The premise was simple. Type a description of the code you want in your editor, and GitHub Copilot will generate the code. It was terrific, and many people, including myself, were excited to use it.
The idea that you can prompt a machine to generate code for you is obviously interesting for contract lawyers. I believe we are getting closer every day. I am waiting for my early access to Spellbook.
As a poorly trained and very busy programmer, it feels like I am a target of Github Copilot. The costs was also not so ridiculous. (Spellbook Legal costs $89 a month compared to Copilot's $10 a month) Even so, I haven't tried it for over a year. I wasn’t comfortable enough with the idea and I wasn’t sure how to express it.
Now I can. I recently came across a website proposing to investigate Github Copilot. The main author is Matthew Butterick. He’s the author of Typography for Lawyers and this site proudly uses the Equity typeface.

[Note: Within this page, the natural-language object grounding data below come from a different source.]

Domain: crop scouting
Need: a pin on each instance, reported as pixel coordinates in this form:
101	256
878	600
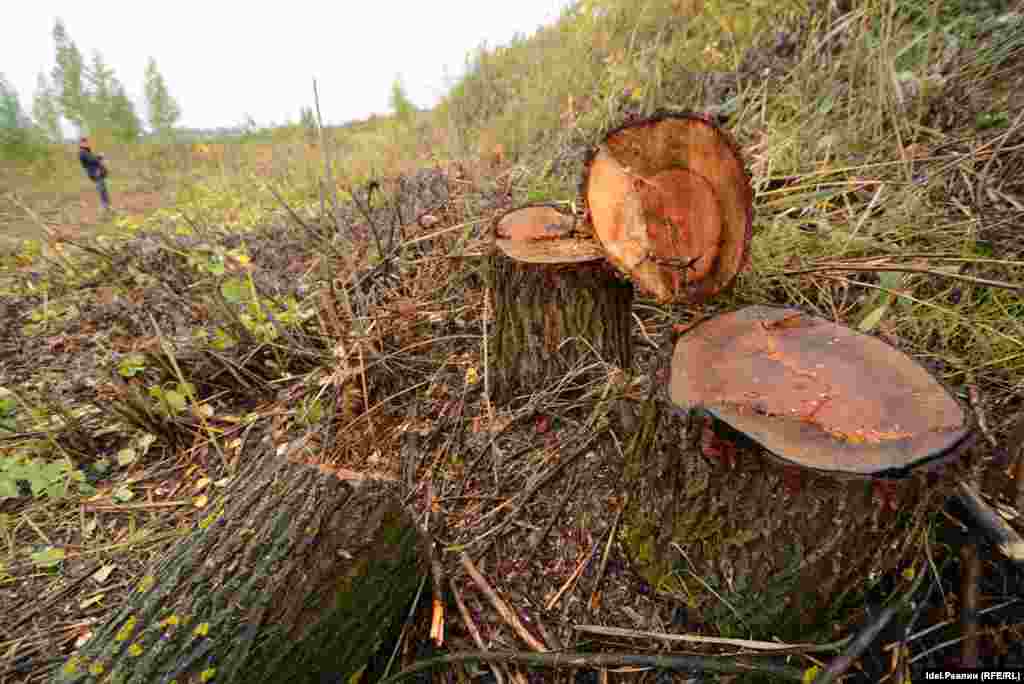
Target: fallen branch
1016	287
591	660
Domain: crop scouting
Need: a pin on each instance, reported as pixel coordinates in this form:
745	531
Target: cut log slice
558	305
541	233
760	547
672	205
816	393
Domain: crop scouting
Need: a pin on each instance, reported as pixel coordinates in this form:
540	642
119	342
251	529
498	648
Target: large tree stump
556	302
296	576
847	451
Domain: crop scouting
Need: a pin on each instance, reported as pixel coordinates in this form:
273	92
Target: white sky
223	59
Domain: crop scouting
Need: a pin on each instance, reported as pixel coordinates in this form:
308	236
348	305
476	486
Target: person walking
96	170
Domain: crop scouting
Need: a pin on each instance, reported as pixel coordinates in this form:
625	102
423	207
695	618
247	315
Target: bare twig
843	663
1005	537
315	233
969	604
592	660
595	596
503	608
601	630
536	541
1017	287
473	630
581	566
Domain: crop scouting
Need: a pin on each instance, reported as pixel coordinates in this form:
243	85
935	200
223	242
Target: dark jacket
92	164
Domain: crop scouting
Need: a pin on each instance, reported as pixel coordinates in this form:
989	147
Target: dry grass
876	140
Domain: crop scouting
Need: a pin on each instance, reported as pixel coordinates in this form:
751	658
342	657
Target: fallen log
294	576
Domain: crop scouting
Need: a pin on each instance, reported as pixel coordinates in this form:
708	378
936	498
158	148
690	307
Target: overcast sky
225	59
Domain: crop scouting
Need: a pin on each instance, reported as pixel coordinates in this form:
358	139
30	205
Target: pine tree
46	111
163	110
16	137
11	117
126	126
69	77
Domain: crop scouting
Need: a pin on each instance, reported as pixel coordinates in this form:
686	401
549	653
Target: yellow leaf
146	584
125	632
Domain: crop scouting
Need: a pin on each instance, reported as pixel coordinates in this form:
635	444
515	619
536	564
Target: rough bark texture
293	578
756	546
549	317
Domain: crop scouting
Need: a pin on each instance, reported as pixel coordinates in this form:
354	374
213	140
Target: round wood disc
814	392
684	223
568	250
541	233
672	205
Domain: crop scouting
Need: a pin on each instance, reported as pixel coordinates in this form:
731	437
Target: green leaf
233	290
872	318
48	557
8	487
132	365
126	457
175	399
122	495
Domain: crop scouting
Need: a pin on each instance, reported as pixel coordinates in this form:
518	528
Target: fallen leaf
102	573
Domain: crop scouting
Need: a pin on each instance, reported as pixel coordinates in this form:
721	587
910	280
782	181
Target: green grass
860	154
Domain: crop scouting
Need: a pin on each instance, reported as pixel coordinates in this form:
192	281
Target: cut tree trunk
758	547
672	205
295	576
557	305
783	463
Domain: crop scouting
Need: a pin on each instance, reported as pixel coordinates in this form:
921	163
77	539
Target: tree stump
295	576
557	303
784	462
672	205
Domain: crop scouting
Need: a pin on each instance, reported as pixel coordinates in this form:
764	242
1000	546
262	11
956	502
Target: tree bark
551	316
295	576
759	547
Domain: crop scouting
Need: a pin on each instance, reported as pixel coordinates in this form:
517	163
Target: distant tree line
86	94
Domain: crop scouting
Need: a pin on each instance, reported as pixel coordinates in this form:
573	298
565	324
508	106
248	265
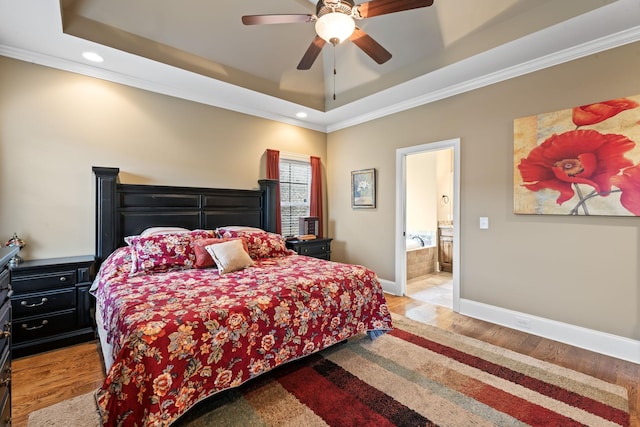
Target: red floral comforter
183	335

In short, the training of GitHub Copilot on open source repositories it hosts probably raises questions on whether such use complies with its copyright licenses. Is it fair use to use publicly accessible code for computational analysis? You might recall that Singapore recently passed an amendment to the Copyright Act providing an exception for computational data analysis. If GitHub Copilot is right that it is fair use, any code anywhere is game to be consumed by the learning machine.

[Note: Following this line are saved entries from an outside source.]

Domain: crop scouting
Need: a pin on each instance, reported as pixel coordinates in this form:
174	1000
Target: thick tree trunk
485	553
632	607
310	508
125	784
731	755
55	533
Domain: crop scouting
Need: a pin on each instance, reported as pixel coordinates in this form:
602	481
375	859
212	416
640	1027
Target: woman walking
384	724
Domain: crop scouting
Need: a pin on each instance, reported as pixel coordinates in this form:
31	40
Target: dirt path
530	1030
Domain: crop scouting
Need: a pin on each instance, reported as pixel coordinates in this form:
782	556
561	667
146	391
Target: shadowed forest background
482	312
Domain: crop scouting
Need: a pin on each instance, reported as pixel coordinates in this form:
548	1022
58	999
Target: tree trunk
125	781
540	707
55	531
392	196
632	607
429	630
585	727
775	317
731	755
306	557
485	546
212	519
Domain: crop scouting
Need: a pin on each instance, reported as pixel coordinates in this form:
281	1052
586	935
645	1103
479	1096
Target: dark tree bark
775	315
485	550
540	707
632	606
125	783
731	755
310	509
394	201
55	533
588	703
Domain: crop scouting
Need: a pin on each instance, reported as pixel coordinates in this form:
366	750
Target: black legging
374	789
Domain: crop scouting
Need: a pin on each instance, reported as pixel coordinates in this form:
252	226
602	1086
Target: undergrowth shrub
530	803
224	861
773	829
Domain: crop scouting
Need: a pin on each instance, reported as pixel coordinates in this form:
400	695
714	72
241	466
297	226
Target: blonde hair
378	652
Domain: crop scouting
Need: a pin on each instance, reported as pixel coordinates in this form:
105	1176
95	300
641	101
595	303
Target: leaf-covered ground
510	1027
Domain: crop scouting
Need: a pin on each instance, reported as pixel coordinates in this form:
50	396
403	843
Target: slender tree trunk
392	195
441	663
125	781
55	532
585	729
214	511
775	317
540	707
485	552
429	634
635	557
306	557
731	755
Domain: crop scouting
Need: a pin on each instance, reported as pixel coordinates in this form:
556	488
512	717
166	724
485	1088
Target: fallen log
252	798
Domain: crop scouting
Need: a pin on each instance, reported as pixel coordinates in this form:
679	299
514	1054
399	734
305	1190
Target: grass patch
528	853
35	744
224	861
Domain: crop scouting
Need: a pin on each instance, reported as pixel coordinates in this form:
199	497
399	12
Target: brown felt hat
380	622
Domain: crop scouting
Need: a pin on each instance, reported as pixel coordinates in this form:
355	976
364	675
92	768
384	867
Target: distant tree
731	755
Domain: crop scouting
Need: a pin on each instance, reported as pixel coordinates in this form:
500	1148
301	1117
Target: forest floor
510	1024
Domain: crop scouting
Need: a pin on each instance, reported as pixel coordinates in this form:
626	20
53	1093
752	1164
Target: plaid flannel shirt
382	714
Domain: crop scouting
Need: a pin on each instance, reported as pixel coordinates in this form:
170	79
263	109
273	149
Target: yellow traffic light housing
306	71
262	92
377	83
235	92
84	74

Of course, the idea that it might be illegal hasn’t exactly stopped me from trying.
The key objection to GitHub Copilot is that it is not open source. By packaging the world’s open-source code in an AI model, and spitting it out to its user with no context, a user only interacts with Github Copilot. It is, in essence, a coding walled garden.
Copilot introduces what we might call a more selfish interface to open-source software: just give me what I want! With Copilot, open-source users never have to know who made their software. They never have to interact with a community. They never have to contribute.

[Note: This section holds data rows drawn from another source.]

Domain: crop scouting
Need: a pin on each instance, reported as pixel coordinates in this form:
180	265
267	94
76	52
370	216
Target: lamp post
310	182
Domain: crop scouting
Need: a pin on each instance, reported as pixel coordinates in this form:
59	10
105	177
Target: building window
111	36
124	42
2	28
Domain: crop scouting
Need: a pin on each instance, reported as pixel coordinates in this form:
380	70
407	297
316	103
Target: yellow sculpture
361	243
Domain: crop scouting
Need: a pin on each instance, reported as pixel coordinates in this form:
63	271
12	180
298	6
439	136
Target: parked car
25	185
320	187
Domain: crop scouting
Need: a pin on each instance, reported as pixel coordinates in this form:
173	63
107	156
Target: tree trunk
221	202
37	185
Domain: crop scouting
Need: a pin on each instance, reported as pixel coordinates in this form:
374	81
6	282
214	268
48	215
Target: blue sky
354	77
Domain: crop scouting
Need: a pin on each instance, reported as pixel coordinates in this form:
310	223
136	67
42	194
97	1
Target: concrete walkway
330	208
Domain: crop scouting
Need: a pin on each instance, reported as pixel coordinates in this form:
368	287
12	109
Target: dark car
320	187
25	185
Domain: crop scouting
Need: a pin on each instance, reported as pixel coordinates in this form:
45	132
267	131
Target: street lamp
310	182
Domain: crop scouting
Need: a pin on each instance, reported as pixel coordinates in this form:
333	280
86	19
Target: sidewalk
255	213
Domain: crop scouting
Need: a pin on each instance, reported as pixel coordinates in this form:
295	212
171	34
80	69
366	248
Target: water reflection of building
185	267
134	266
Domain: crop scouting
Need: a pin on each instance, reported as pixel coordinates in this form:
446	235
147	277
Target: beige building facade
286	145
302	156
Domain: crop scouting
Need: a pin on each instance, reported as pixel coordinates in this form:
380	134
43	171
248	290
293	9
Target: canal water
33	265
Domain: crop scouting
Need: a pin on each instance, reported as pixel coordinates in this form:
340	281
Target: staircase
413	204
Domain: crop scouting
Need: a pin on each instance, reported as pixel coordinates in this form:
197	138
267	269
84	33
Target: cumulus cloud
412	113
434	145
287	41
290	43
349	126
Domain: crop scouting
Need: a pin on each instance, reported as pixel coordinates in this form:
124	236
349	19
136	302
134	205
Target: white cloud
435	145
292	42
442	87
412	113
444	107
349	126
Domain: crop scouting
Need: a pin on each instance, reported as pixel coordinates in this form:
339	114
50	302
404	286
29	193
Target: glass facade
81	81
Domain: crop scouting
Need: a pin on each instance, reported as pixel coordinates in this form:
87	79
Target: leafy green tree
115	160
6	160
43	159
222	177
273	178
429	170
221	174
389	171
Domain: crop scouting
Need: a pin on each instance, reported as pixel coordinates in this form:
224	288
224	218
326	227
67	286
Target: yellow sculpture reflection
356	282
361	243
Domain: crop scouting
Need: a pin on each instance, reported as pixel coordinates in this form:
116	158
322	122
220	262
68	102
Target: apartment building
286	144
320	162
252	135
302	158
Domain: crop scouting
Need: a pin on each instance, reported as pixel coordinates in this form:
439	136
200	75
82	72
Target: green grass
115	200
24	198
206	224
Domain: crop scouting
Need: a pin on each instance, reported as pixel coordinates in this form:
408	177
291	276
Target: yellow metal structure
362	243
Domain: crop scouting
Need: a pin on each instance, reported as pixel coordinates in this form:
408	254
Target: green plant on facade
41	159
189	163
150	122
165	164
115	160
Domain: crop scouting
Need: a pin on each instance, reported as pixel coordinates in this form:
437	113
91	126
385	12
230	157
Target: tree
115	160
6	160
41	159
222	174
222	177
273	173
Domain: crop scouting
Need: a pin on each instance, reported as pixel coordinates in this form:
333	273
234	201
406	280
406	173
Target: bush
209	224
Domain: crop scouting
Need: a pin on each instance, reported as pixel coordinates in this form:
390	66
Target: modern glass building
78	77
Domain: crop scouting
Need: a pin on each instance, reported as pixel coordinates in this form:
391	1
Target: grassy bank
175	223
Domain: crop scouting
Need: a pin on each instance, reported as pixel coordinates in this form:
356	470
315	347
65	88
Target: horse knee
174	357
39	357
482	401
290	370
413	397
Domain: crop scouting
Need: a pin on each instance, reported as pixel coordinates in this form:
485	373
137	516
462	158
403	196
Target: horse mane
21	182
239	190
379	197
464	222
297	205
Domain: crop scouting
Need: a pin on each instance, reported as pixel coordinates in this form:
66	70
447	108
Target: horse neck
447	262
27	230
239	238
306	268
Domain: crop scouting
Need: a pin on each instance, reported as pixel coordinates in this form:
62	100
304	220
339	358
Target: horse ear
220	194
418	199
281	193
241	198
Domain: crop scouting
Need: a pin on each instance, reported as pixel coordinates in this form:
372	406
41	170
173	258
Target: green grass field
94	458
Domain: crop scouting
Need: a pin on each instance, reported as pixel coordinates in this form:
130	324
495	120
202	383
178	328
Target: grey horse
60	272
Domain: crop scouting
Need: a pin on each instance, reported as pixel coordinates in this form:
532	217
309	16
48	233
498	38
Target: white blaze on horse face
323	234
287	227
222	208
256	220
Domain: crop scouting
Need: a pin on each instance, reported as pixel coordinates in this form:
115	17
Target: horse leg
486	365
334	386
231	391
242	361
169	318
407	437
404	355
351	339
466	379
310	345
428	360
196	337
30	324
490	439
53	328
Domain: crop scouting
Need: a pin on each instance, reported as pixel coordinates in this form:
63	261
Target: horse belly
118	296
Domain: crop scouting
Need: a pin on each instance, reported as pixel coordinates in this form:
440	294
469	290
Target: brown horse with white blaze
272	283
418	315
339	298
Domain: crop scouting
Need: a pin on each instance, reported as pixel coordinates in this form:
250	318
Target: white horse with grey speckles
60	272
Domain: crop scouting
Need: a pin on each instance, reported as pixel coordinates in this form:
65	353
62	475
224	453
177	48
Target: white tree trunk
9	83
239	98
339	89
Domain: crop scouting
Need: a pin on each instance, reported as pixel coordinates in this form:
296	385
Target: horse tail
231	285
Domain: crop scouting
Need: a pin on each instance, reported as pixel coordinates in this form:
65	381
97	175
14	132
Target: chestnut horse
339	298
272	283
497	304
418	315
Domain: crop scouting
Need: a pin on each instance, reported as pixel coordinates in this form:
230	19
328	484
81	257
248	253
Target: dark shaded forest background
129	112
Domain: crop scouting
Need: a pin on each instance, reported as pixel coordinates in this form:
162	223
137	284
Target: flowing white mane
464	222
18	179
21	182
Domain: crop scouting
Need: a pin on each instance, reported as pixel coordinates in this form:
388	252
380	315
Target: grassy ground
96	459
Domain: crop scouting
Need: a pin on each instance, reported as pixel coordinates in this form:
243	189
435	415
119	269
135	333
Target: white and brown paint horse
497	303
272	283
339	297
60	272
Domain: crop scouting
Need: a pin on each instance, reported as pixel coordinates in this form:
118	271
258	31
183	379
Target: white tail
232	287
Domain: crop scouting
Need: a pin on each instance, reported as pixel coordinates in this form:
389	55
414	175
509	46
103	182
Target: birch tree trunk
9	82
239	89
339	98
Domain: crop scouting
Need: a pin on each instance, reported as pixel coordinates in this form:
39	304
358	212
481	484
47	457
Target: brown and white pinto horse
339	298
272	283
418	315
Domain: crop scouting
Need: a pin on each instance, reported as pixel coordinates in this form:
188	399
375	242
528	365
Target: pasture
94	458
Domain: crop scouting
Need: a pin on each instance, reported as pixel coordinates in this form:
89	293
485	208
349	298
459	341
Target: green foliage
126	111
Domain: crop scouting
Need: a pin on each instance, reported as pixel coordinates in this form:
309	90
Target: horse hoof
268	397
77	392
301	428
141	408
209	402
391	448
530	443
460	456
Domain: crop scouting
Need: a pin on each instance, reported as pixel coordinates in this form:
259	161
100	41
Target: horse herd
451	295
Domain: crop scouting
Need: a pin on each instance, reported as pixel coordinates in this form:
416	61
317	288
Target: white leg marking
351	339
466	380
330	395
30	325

For someone who wants to learn to code, this enticing idea is probably a double-edged sword. You could probably swim around using prompts with your AI pair programmer, but without any context, you are not learning much. If I wanted to know how something works, I would like to run it, read its code and interact with its community. I am a member of a group of people with shared goals, not someone who just wants to consume other people’s work.
Matthew Butterick might end up with enough material to sue Microsoft, and the legal issues raised will be interesting for the open-source community. For now, though, I am going to stick to programming the hard way.